Ces définitions des risques selon les jeunes sont donc bien loin des rationalisations épidémiologiques que l’on retrouve dans le discours préventif. Pourtant aussi irrationnel que cela puisse paraître, il s’agit de «leur» vérité, de leurs rapports à «leurs» consommations et à «leurs» effets.
On remarque donc une confrontation de deux perspectives d’appréhension de ces consommations générant deux types d’indicateurs et de postures différenciées: l’une axée sur des rapports médicalisés/objectivés et l’autre sur des rapports symboliques/subjectifs.
Pour résumer, on constate donc, d’un côté, une approche de ces consommations établie sur des risques rationnels à projeter et à prévenir souvent sur le long terme («avoir un cancer du poumon dans 10, 15, 20 ou 30 ans»), focalisée sur les produits et sur des effets-types, et pensée en fonction de normes médicalisées. De l’autre côté, les discours et les ressentis des jeunes se situent à l’extrême inverse de ces postulats.

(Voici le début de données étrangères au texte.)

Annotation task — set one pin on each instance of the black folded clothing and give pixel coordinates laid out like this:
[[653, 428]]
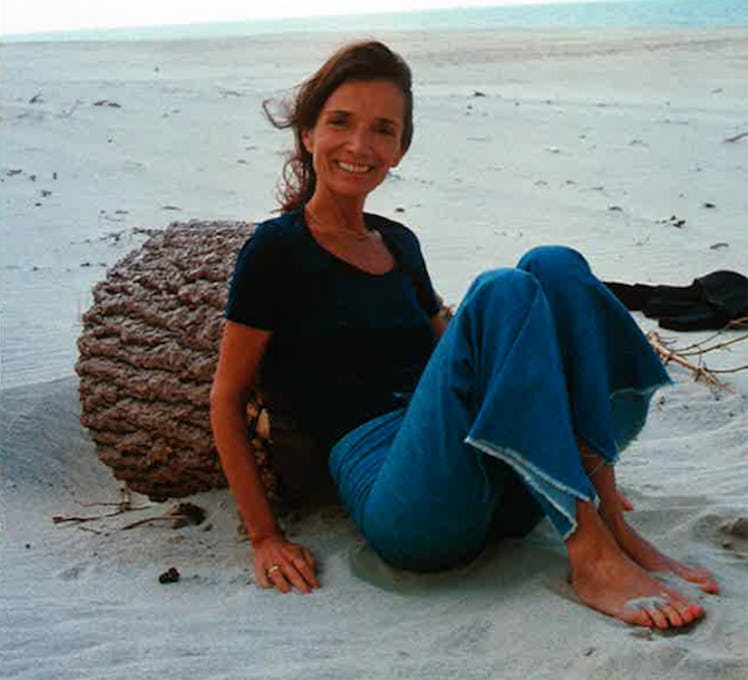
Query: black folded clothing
[[709, 303]]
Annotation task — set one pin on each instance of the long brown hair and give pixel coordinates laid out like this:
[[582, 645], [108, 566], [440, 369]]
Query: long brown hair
[[368, 60]]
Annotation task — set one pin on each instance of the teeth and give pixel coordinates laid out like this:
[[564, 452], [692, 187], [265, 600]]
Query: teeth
[[354, 167]]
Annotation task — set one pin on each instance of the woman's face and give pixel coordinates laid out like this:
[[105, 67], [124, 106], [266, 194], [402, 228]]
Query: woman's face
[[357, 137]]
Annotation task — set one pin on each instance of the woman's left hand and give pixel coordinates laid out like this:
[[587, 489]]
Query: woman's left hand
[[284, 565]]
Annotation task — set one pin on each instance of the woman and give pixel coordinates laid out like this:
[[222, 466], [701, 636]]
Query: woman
[[441, 437]]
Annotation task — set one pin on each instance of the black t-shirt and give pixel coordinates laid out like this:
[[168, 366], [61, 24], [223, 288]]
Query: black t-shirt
[[347, 345]]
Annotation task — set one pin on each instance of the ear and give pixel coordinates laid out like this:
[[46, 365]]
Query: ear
[[307, 138]]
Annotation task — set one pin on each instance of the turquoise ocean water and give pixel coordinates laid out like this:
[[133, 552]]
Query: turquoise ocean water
[[575, 15]]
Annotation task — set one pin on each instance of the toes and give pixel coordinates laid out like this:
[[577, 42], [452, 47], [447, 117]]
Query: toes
[[672, 615], [638, 618], [658, 618], [686, 614]]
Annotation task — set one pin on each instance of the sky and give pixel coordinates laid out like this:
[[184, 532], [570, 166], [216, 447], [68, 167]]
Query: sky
[[33, 16]]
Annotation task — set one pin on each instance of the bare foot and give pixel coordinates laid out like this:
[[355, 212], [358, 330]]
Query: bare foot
[[607, 580], [650, 558]]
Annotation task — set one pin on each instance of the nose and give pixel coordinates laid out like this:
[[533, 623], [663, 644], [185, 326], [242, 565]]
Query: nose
[[359, 140]]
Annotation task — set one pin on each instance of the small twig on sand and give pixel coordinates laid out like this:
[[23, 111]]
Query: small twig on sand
[[700, 370], [123, 505], [682, 353], [68, 113], [180, 515], [157, 518], [737, 137], [669, 355], [61, 519]]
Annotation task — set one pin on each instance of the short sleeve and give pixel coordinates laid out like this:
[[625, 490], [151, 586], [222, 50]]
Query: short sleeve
[[256, 293], [425, 293]]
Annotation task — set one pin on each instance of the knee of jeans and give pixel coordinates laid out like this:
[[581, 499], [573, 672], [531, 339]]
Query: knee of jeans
[[551, 260], [514, 285]]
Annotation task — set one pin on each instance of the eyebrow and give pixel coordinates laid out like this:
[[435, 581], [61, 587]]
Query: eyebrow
[[343, 112]]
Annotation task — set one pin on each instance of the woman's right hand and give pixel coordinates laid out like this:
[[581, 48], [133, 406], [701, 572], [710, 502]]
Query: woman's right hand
[[284, 565]]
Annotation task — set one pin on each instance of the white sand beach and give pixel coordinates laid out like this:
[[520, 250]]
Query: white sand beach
[[593, 139]]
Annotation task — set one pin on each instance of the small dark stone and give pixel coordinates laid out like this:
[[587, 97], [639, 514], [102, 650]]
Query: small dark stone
[[171, 575]]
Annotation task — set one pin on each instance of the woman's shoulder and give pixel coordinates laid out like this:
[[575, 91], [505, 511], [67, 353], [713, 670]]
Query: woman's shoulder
[[278, 229], [392, 229]]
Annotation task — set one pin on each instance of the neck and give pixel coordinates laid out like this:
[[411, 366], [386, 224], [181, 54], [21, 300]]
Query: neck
[[336, 215]]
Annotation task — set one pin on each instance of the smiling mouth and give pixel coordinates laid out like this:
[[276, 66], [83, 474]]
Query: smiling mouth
[[354, 168]]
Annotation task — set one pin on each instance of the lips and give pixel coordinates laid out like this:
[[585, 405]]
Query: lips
[[354, 168]]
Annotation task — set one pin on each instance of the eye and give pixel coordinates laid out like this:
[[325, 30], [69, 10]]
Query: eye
[[337, 121]]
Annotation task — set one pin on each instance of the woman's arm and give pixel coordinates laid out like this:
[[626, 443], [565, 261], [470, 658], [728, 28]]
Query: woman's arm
[[242, 348], [440, 320]]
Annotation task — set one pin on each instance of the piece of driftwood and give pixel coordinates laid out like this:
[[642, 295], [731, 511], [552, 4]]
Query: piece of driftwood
[[148, 351]]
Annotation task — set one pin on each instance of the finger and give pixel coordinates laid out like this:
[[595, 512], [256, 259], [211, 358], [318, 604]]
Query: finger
[[293, 575], [278, 579], [309, 558], [307, 573], [262, 577]]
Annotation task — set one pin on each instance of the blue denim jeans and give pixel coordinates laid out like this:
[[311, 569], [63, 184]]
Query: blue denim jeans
[[535, 360]]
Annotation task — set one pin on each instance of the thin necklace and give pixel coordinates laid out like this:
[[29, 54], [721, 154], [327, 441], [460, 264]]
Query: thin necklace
[[357, 236]]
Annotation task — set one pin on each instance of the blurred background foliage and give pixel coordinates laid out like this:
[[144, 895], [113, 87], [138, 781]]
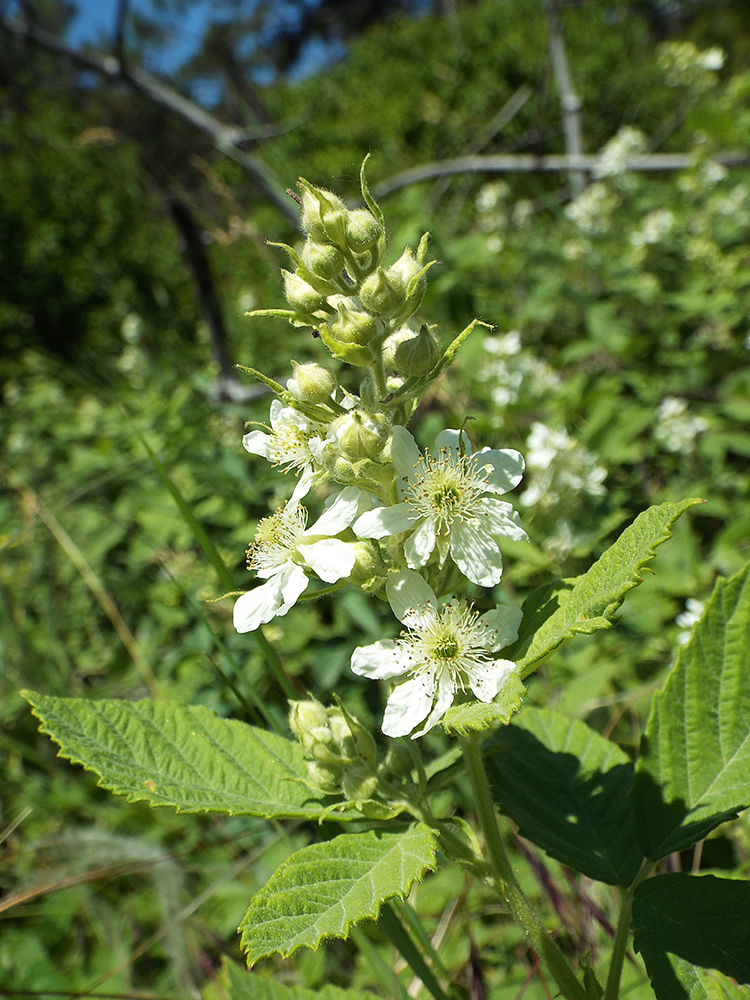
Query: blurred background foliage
[[132, 241]]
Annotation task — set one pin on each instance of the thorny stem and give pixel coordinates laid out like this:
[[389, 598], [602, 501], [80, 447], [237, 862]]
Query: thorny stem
[[504, 878]]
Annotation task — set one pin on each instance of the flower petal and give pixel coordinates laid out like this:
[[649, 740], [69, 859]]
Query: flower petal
[[408, 589], [330, 558], [384, 521], [419, 545], [501, 519], [446, 691], [339, 512], [476, 554], [408, 704], [504, 622], [505, 468], [404, 451], [379, 661]]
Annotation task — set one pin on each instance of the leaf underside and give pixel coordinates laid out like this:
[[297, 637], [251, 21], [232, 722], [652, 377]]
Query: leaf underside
[[187, 757], [322, 890], [693, 772]]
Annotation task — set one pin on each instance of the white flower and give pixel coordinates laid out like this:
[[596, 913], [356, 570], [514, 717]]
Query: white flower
[[444, 649], [445, 506], [285, 550], [288, 443]]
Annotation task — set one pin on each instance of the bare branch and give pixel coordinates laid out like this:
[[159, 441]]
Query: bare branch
[[570, 101], [226, 138], [505, 163]]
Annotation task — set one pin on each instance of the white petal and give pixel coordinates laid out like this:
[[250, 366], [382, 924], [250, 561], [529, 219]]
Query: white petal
[[418, 546], [338, 512], [404, 451], [330, 558], [446, 691], [408, 704], [408, 589], [487, 680], [505, 468], [451, 439], [257, 443], [381, 660], [504, 621], [384, 521], [499, 518], [476, 554], [268, 601]]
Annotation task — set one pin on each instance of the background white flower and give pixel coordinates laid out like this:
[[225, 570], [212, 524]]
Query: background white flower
[[285, 550], [446, 507], [445, 649]]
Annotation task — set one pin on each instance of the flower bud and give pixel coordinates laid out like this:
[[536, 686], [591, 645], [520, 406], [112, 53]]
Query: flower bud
[[360, 435], [353, 326], [323, 215], [324, 260], [380, 295], [417, 354], [311, 383], [301, 296], [362, 230]]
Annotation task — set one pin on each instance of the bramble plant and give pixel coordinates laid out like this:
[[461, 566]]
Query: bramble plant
[[424, 532]]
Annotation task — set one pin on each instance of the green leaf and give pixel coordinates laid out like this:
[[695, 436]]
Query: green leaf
[[244, 985], [182, 756], [566, 787], [460, 720], [685, 925], [590, 602], [323, 889], [693, 772]]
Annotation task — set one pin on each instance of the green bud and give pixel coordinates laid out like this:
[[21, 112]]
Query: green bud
[[417, 354], [362, 230], [322, 259], [312, 383], [323, 215], [369, 571], [380, 295], [360, 435], [353, 326], [301, 296]]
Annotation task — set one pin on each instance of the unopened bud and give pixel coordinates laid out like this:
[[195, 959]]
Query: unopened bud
[[323, 259], [380, 295], [360, 435], [418, 354], [312, 383], [362, 230], [353, 326], [323, 215], [301, 296]]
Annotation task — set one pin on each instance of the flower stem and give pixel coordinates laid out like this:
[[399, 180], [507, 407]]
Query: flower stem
[[505, 880]]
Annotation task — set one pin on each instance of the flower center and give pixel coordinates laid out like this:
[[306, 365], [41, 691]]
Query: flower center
[[276, 539], [446, 487]]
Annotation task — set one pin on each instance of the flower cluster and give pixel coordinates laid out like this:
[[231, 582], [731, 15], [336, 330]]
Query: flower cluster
[[410, 526]]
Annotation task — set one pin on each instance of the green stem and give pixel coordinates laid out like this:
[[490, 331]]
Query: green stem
[[505, 880]]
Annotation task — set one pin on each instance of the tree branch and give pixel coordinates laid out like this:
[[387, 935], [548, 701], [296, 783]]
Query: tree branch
[[225, 138]]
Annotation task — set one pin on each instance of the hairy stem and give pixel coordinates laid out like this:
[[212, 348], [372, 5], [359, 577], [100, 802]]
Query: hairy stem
[[505, 880]]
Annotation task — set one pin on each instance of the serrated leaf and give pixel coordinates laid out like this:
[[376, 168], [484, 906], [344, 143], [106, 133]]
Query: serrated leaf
[[685, 925], [590, 602], [323, 889], [244, 985], [567, 788], [460, 720], [182, 756], [693, 772]]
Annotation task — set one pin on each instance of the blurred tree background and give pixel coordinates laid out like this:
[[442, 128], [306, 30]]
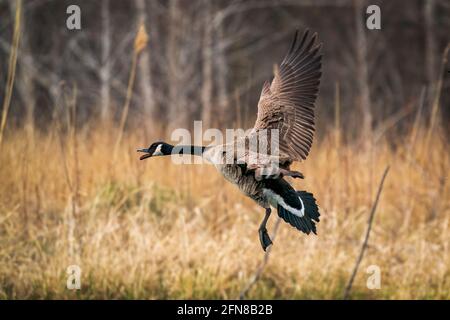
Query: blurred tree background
[[208, 59]]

Les jeunes consommateurs/rices définissent leurs pratiques alcoolo-toxico-tabagiques autour d’intérêts et de valeurs sociales extrêmement variables, le plus souvent construits à travers des vécus subjectifs parfois «ré-enchantés» via des croyances imaginaires, dans les rapports sociaux élémentaires des groupes de pairs, et plus généralement des scènes de rencontre qui sont les leurs, hic et nunc.
Ces quelques constats interrogent résolument aujourd’hui les manières d’appréhender et de «prévenir» les consommations de drogues.